A British filmmaker who tackles incendiary political and historical subjects with a documentarian's grit, holding power to account through dramatic television.
Peter Kosminsky is a filmmaker who treats television not as entertainment but as a public forum, specializing in hard-hitting, politically charged dramas drawn from recent history and current affairs. After starting his career at the BBC, he gained a reputation for a fiercely researched, uncompromising style. He doesn't shy away from controversy, taking on the British army's conduct in Northern Ireland ('Warriors'), the death of Dr. David Kelly ('The Government Inspector'), and the radicalization of young Westerners in ISIS ('The State'). Even his foray into Hollywood, 'White Oleander,' explored dark familial trauma. His most celebrated work, the Tudor-era 'Wolf Hall,' was a departure in period but not in intensity, presenting Thomas Cromwell's rise as a chilling study of realpolitik. Kosminsky's process involves deep immersion, often spending years on research, resulting in films that feel less like historical recreations and more like urgent dispatches, earning him a singular place as Britain's foremost director of political conscience.
1946–1964
The largest generation in history at the time. Shaped by postwar prosperity, the Vietnam War, the sexual revolution, and Watergate. They questioned every institution their parents built — then ran them.

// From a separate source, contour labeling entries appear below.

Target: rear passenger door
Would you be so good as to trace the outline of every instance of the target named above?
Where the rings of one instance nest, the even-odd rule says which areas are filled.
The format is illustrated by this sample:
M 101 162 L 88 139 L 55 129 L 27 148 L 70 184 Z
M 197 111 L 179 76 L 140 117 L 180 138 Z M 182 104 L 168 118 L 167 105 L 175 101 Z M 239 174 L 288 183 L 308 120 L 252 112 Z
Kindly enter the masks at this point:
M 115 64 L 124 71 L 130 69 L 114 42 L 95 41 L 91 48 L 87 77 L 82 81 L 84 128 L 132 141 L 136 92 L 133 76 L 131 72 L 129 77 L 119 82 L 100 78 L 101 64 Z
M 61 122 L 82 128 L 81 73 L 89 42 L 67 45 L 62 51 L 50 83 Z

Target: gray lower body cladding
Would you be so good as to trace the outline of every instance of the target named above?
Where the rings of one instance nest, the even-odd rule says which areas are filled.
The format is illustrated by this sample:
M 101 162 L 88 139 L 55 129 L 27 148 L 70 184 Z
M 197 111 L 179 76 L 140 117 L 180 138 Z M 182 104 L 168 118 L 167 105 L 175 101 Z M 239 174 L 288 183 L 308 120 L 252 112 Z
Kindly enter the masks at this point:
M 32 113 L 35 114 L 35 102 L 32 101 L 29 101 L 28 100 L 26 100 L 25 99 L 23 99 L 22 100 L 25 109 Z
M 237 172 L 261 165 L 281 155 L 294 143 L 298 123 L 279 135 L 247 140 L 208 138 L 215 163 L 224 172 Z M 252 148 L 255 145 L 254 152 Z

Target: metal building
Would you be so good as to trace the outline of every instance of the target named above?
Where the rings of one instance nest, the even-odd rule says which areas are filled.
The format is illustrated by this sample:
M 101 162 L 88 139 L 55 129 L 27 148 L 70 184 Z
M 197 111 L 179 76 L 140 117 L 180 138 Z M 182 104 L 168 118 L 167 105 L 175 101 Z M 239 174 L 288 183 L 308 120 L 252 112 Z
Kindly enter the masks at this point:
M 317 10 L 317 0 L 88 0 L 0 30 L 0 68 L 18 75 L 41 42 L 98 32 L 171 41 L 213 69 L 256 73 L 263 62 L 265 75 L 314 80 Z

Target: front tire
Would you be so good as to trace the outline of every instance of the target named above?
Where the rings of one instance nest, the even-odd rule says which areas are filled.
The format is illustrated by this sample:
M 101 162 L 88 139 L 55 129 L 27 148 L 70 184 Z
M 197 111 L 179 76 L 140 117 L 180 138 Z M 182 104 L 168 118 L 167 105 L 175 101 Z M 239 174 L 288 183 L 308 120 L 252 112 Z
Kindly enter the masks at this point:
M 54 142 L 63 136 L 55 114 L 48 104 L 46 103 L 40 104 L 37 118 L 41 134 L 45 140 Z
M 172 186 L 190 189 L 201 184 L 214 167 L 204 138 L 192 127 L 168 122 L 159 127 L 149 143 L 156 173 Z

Peter was born in 1956, placing them squarely in the Baby Boomers. The events that shaped this generation — postwar prosperity, civil rights, Vietnam, and the counterculture — shaped the world they entered and the choices available to them.
The biggest hits of 1956
#1 Movie
The Ten Commandments
Best Picture
Around the World in 80 Days
#1 TV Show
I Love Lucy
The world at every milestone
Elvis Presley appears on The Ed Sullivan Show
Yuri Gagarin becomes the first human in space
Apollo 11: humans walk on the Moon; Woodstock festival
Watergate break-in; last Apollo Moon mission
Nixon resigns the presidency
Star Wars premieres; Elvis dies
Challenger disaster; Chernobyl nuclear meltdown
Dolly the sheep cloned
Twitter launches; Pluto reclassified as dwarf planet
Donald Trump elected president; Brexit vote
He frequently collaborates with actor Mark Rylance, who starred in both 'Wolf Hall' and 'The Government Inspector'.
He turned down a CBE (Commander of the Order of the British Empire) in 2000.
Before directing, he studied at the National Film and Television School in the UK.
“I'm interested in the point where private lives intersect with great public events.”